Debriefing: The Five People You Meet in Heaven by Mitch Albom

Posted on February 20, 2009. Filed under: Books, Personal Reviews | Tags: , , , , , , , |

What happens when you pass onto the next world? Is there Heaven, if so what is it like? Who do you see? If I were to go to Heaven after finishing this post there are more than 5 people I would like to be reunited with, but is that how it works? Mitch Albom takes a side of the after-life debate in this novel and puts you at ease with what may happen after Earth.

Eddie is a maintenance worker at Ruby Pier and passes on his birthday at the age of 83 but his story was not over with the last breath of his life. Eddie had lived a long life and was ready to be greeted and welcomed to the next stage of ‘life’ by five people. Eddie did not readily know or recognize all five people but each one had a lasting impact and lesson for Eddie. These were people that Eddie had met in the past or had briefly encountered, and it seemed that most of these people felt the impact Eddie directly had on their lives was memorable. The story plays through the lessons and stories that each of the characters share with Eddie. From acquaintances to lovers Eddie learned more about his life and the people he cared deeply about through these five people than he did while he was actually living. The story focuses on forgiving, finding peace and growing, all of which you feel you do with Eddie as you progress through the story.

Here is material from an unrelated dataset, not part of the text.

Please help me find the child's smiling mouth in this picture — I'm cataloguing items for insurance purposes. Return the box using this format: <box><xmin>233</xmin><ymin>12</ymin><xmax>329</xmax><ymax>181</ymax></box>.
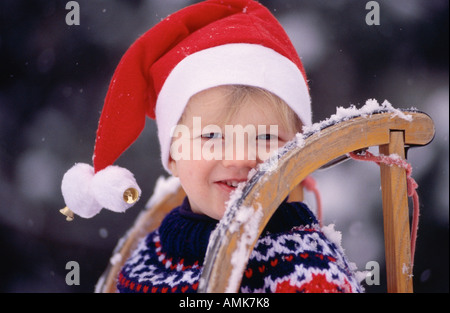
<box><xmin>215</xmin><ymin>179</ymin><xmax>247</xmax><ymax>193</ymax></box>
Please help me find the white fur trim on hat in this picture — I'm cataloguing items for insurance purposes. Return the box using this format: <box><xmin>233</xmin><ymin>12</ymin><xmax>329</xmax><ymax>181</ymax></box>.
<box><xmin>155</xmin><ymin>43</ymin><xmax>311</xmax><ymax>171</ymax></box>
<box><xmin>61</xmin><ymin>163</ymin><xmax>141</xmax><ymax>218</ymax></box>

Eddie starts his last day normal, working at the Pier like he has for most of his life. He doesn’t feel or seem different, or close to death but we know he is. His last moment on Earth is spent trying to save someone else’s life, which provides an interesting plot for the remainder of the tale. Since Eddie dies he doesn’t know if actually succeeded in saving the young girl’s life… Eddie’s mission in the book other than reaching Heaven and meeting his five people is to find out if he actually saved her. Eddie’s story is told through his five people, in mostly a chronological order – his body changes as he meets each person as well, showing the signs of aging. Eddie’s childhood is exposed, as was his parent’s habits, tendencies and effect on Eddie. As Eddie progresses through the war we are exposed to the world that Military Men and Women are exposed to and maybe understand just that much more about their struggles even when war ends. The stories about Eddie’s past are enchanting and relate-able – Eddie could be any of us. Eddie moves from world to world and from each of his five people’s heavens and he not only learns more about himself and his history but he learns about others and teaches us a lesson of how we impact everyone we directly or indirectly encounter: the world is truly a small place.

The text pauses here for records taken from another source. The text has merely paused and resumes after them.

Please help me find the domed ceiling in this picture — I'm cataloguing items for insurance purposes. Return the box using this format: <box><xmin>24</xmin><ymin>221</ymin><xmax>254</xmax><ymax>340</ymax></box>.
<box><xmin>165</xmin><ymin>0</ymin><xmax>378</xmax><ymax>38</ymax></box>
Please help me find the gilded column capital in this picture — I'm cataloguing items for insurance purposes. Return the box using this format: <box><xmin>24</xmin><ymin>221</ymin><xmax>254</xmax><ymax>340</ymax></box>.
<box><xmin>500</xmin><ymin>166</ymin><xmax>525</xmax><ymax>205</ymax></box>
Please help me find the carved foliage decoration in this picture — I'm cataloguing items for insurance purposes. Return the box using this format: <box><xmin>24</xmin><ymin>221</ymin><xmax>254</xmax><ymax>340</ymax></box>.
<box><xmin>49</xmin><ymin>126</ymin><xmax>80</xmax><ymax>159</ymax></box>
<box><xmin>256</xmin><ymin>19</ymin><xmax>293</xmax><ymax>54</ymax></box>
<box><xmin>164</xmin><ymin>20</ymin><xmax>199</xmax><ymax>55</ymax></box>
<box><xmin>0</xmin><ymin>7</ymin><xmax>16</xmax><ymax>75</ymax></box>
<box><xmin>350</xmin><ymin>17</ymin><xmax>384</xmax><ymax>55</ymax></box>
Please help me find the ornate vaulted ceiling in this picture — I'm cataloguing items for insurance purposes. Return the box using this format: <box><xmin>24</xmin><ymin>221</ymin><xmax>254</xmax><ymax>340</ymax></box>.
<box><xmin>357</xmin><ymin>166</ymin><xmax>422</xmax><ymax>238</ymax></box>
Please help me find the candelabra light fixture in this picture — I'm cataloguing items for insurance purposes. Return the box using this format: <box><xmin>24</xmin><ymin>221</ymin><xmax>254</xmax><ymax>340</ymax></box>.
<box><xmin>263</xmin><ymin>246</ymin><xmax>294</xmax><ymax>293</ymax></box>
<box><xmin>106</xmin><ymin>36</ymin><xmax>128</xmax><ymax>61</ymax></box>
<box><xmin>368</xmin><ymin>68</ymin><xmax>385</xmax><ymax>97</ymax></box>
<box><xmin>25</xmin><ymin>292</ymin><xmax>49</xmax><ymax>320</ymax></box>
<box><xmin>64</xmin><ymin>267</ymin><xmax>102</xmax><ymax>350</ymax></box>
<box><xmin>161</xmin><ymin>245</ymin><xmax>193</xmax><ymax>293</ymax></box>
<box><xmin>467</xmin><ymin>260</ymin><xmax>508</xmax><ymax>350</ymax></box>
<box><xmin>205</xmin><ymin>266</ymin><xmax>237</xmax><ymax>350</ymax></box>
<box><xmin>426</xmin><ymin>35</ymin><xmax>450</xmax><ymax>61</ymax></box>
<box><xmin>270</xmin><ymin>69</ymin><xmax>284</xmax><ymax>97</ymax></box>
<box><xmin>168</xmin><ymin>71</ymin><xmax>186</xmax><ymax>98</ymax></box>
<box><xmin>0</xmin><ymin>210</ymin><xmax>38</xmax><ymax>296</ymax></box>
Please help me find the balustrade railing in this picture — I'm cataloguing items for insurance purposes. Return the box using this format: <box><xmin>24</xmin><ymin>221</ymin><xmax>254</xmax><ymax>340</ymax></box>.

In the end you are at peace with Eddie, his life and his decisions and it is easy to reflect on your own life to determine where you can forgive, forget and possibly learn to love a little more unconditionally. For Eddie, many of the stories also explained sources of pain that he was given, and the reasons that the pain was placed on him, helping to resolve the unforgiven pain in Eddie’s heart. The story leaves you wanting to smile that much more and helps you find solace in the mistakes you may have made, maybe we will each get a chance to come to peace with our mistakes. Going a little further beyond this it seemed that to Eddie the five people that greeted him in Heaven were ‘random’, save a few, but at the same time Eddie was not random to those five people. If i were venture to Heaven today I could think of more than 5 people I’d want to meet, but I would easily say that I would love to be greeted by my dog, (Maybe he could be my companion for the journey), my Uncle, My Grandpa, and 2 people whose lives I have affected without realizing it.

This is a very quick read, but a worthwhile one. It is powerful, but not forceful and it is hard to put down. It is a simple tale of a simple maintenance worker that will stay with you well beyond the last page. While this is a short simple review, I feel like short and simple make this book memorable and enjoyable.